Co-Authored-By: Claude Opus 4.8 <noreply@anthropic.com>

papers/medial_tire_decompositions_of_plane_triangulations/paper.tex

@@ -53,9 +53,12 @@ isomorphic to the medial graph of the planar dual $G^*$, and proper
 $3$-vertex-colourings of $M(G)$ are equivalent to proper
 $3$-edge-colourings of the cubic dual.  Thus Tait's reformulation of
 the Four Colour Theorem may be studied through proper vertex
-$3$-colourings of medial subgraphs.  We define medial tire pieces,
-their boundary-state restriction relations, and a chain-pigeonhole
-conjecture for compatible medial boundary states across the tire tree.
+$3$-colourings of medial subgraphs.  We define medial tire pieces and
+their boundary-state restriction relations, and show that a proper
+vertex $3$-colouring of $M(G)$ amounts to a compatible selection of
+these boundary states across the tire tree.  The resulting
+pigeonhole programme for the Four Colour Theorem is developed
+in~\cite{bauerfeld-medial-pigeonhole}.
 \end{abstract}
 
 \maketitle
@@ -656,340 +659,6 @@ properness is already enforced by one of the local colourings.  Hence
 $\varphi$ is a proper vertex $3$-colouring of $M(G)$.
 \end{proof}
 
-\section{A medial pigeonhole programme}
-
-The restriction relation $R_T$ records exactly the local information
-needed to pass a medial $3$-colouring through a tire.  In a nested
-chain
-\[
-    T_0 \supset T_1 \supset \cdots \supset T_k,
-\]
-the outer boundary state of $T_{i+1}$ must match an inner boundary
-state allowed by $R_{T_i}$.  Thus a proof of the Four Colour Theorem in
-this framework would follow from a structural reason that these
-restriction sets cannot remain mutually disjoint along every branch of
-the tire tree.
-
-\begin{definition}[Medial boundary state]
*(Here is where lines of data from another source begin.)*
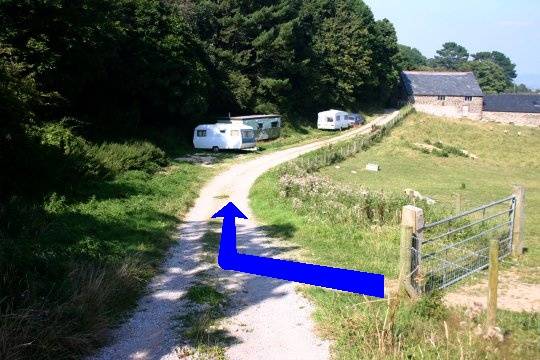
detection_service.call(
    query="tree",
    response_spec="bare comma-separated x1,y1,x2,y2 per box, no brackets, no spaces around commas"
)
505,84,533,93
0,0,209,136
398,44,428,70
471,51,517,83
463,60,508,94
433,42,469,70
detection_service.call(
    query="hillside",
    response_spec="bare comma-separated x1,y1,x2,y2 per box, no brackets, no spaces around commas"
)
251,114,540,359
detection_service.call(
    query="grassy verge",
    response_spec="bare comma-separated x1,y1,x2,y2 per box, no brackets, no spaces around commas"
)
251,114,540,359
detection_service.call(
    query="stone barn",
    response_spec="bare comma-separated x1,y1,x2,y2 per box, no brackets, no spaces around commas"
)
401,71,484,120
483,94,540,126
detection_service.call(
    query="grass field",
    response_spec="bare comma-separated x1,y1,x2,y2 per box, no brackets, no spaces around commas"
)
321,114,540,266
251,114,540,359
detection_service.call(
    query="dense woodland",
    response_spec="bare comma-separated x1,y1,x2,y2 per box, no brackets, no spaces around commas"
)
0,0,532,358
0,0,400,198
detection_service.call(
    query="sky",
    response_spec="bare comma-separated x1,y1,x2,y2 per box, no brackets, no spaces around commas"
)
364,0,540,89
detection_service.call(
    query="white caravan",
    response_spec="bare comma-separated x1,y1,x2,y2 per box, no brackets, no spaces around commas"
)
317,110,350,130
193,124,255,152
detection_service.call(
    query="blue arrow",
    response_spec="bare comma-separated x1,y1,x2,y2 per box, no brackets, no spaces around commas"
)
212,202,384,298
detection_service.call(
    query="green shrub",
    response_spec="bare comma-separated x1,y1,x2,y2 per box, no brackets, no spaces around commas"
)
90,141,168,175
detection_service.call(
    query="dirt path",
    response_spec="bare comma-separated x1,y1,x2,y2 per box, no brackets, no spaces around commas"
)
90,112,397,360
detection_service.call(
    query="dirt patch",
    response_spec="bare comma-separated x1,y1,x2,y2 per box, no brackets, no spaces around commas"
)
174,154,217,167
444,270,540,312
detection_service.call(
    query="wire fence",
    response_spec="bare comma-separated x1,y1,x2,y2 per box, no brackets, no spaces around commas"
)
411,195,516,293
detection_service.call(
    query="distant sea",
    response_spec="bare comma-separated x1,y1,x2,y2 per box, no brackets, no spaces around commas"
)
514,74,540,89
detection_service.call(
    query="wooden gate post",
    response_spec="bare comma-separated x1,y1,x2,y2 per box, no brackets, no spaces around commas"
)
486,239,499,329
512,186,525,257
400,205,424,297
398,225,417,297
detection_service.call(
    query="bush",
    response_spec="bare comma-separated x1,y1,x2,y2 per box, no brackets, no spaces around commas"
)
91,141,168,175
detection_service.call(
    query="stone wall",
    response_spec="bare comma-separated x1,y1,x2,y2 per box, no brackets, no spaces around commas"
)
482,111,540,127
412,96,483,120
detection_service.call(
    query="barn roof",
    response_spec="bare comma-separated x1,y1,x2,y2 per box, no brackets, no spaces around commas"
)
484,94,540,113
401,71,483,96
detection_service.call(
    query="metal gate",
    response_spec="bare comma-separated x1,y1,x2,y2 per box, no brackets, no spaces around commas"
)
411,195,516,293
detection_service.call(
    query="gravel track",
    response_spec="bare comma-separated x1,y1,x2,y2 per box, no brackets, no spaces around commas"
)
91,111,397,360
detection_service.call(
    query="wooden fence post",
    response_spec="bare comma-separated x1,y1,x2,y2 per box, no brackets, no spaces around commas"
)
486,239,499,329
398,225,416,296
456,193,463,215
512,186,525,256
400,205,424,297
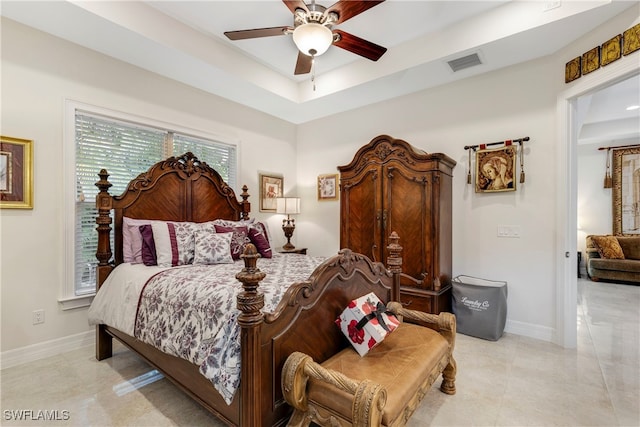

-\label{def:medial-boundary-state}
-A \emph{medial boundary state} on a boundary set
-$\partial\mathsf{M}(T)$ is a proper vertex $3$-colouring of the
-subgraph induced by that boundary set, considered up to permutation of
-the three colours and the dihedral symmetries of the boundary walk
-when that boundary is a cycle.
-\end{definition}
-
-\begin{conjecture}[Medial chain-pigeonhole principle]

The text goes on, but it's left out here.